In R, we can use the mean command

> ex1.data <-c(5.3,4.1,4.2,6.6,2.9)
> mean(ex1.data)

[1] 4.62

The Sample Median

The sample median, \(m\), is the middle observation of a set of observations that are arranged in increasing order. The median will be the number located in the \(\frac{n+1}{2}\) position in the ordered list. If the sample size is an odd number then the median is the middle observation. If the sample size is an even number then the median is the average of the two middle observations.

Example 2: Find the sample median of the following set of data: 5.3, 4.1, 4.2, 6.6, 2.9

First we must order the data: 2.9, 4.1, 4.2, 5.3, 6.6 Next we must compute \(\frac{n+1}{2}=\frac{5+1}{2}=3\) which means that the median is the third observation in the ordered list, i.e. \(m = 4.2\)

In R, we can use the median command

> median(ex1.data)

[1] 4.2

Comparing the mean and the median

Often, the mean and the median provide similar values as in the case of the examples above. However, if one of the values in our data were extremely small or large then the mean and median can take on dissimilar values. This is because the mean is affected by extreme observations while the median is not.

Example 3: Find the sample mean and the sample median of the following data: 8, 10, 4, 56, 2, 18

The sample mean is \(\bar x = \frac{8+10+4+56+2+18}{6}=16.33\)

To find the sample median we must first order the data: 2, 4, 8, 10, 18, 56

Next, we must compute \(\frac{n+1}{2}=\frac{6+1}{2}=3.5\) which means that the median is the average of the third and fourth observations in the ordered list, i.e. \(m = \frac{8+10}{2} = 9\). In this case, the median was the average of the two middle observations since \(n\) was even.

Using R,

> ex3.data <-c(8, 10, 4, 56, 2, 18)
> mean(ex3.data)

[1] 16.33333

> median(ex3.data)

[1] 9

The sample mean is much larger than the sample median due to the one large observation in our data. For this reason, it is recommended that the median be used to describe skewed data and the mean be used to describe symmetric data.

The mean and the median and the shape of a distribution

In fact, the mean and the median can be useful in determining the shape of a distribution. If a distribution is symmetric then the mean is roughly equal to the median. If the distribution is right skewed then the mean will be larger than the median because the larger data values that skew the right tail will cause the mean to be inflated.
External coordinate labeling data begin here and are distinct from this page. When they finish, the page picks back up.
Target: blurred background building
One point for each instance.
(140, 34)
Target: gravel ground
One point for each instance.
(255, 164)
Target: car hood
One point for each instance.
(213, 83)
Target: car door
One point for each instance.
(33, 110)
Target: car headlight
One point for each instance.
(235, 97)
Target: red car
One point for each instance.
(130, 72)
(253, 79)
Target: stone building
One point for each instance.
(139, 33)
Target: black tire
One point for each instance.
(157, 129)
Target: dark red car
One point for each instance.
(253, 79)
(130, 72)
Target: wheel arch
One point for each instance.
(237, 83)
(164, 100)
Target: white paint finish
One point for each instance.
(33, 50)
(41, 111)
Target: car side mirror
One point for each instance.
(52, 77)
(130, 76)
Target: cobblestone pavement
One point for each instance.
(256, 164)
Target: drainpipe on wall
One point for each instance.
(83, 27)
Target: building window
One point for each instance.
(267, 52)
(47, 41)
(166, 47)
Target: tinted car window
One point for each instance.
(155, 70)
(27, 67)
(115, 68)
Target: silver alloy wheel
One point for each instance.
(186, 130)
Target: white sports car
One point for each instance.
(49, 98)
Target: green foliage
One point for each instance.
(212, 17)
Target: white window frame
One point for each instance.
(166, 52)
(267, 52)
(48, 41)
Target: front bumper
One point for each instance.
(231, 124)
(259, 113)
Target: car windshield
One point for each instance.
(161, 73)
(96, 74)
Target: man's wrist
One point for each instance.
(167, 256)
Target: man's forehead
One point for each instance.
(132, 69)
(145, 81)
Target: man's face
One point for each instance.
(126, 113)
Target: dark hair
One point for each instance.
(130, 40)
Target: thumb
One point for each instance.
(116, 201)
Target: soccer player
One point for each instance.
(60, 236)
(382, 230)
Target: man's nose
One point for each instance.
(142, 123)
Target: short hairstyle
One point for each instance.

And distributions that are left skewed will have a mean that is smaller than the median.

Example 4: For the following descriptions, would you recommend using the mean or the median as a measure of center?

  • Grades on a difficult exam
  • Students’ guesses of their professor’s age on the first day of class
  • IQ scores of randomly selected adults

  • Grades on a difficult exam would be right skewed since most students get low grades and just a few students get high grades (i.e. they “pull” the mean up). In this case, I would report the median.
  • Students’ guesses of their professor’s age on the first day of class would be left skewed since most professors tend to be older and only a few are younger. In this case, I would report the median.
  • IQ scores of randomly selected adults would be symmetric since most people have around average IQ and only a few have either very low or very high IQ’s. In this case, I would report the mean.